>
> +static void notify_process(pid_t pid, u64 fault_addr)
> +{
> + int rc;
> + struct kernel_siginfo info;
> +
> + memset(&info, 0, sizeof(info));
> +
> + info.si_signo = SIGSEGV;
> + info.si_errno = EFAULT;
> + info.si_code = SEGV_MAPERR;
> +
> + info.si_addr = (void *)fault_addr;
> + rcu_read_lock();
> + rc = kill_pid_info(SIGSEGV, &info, find_vpid(pid));
> + rcu_read_unlock();
> +
> + pr_devel("%s(): pid %d kill_proc_info() rc %d\n", __func__, pid, rc);
> +}
Shouldn't this use force_sig_fault_to_task instead?
> + /*
> + * User space passed invalid CSB address, Notify process with
> + * SEGV signal.
> + */
> + tsk = get_pid_task(window->pid, PIDTYPE_PID);
> + /*
> + * Send window will be closed after processing all NX requests
> + * and process exits after closing all windows.
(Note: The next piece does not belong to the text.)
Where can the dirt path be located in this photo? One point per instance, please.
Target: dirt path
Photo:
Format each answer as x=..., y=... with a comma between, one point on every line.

In multi-thread
> + * applications, thread may not exists, but does not close FD
> + * (means send window) upon exit. Parent thread (tgid) can use
> + * and close the window later.
> + */
> + if (tsk) {
> + if (tsk->flags & PF_EXITING)
> + task_exit = 1;
> + put_task_struct(tsk);
> + pid = vas_window_pid(window);
The pid is later used for sending the signal again, why not keep the
reference?
> + } else {
> + pid = vas_window_tgid(window);
> +
> + rcu_read_lock();
> + tsk = find_task_by_vpid(pid);
> + if (!tsk) {
> + rcu_read_unlock();
> + return;
> + }
> + if (tsk->flags & PF_EXITING)
> + task_exit = 1;
> + rcu_read_unlock();
Why does this not need a reference to the task, but the other one does?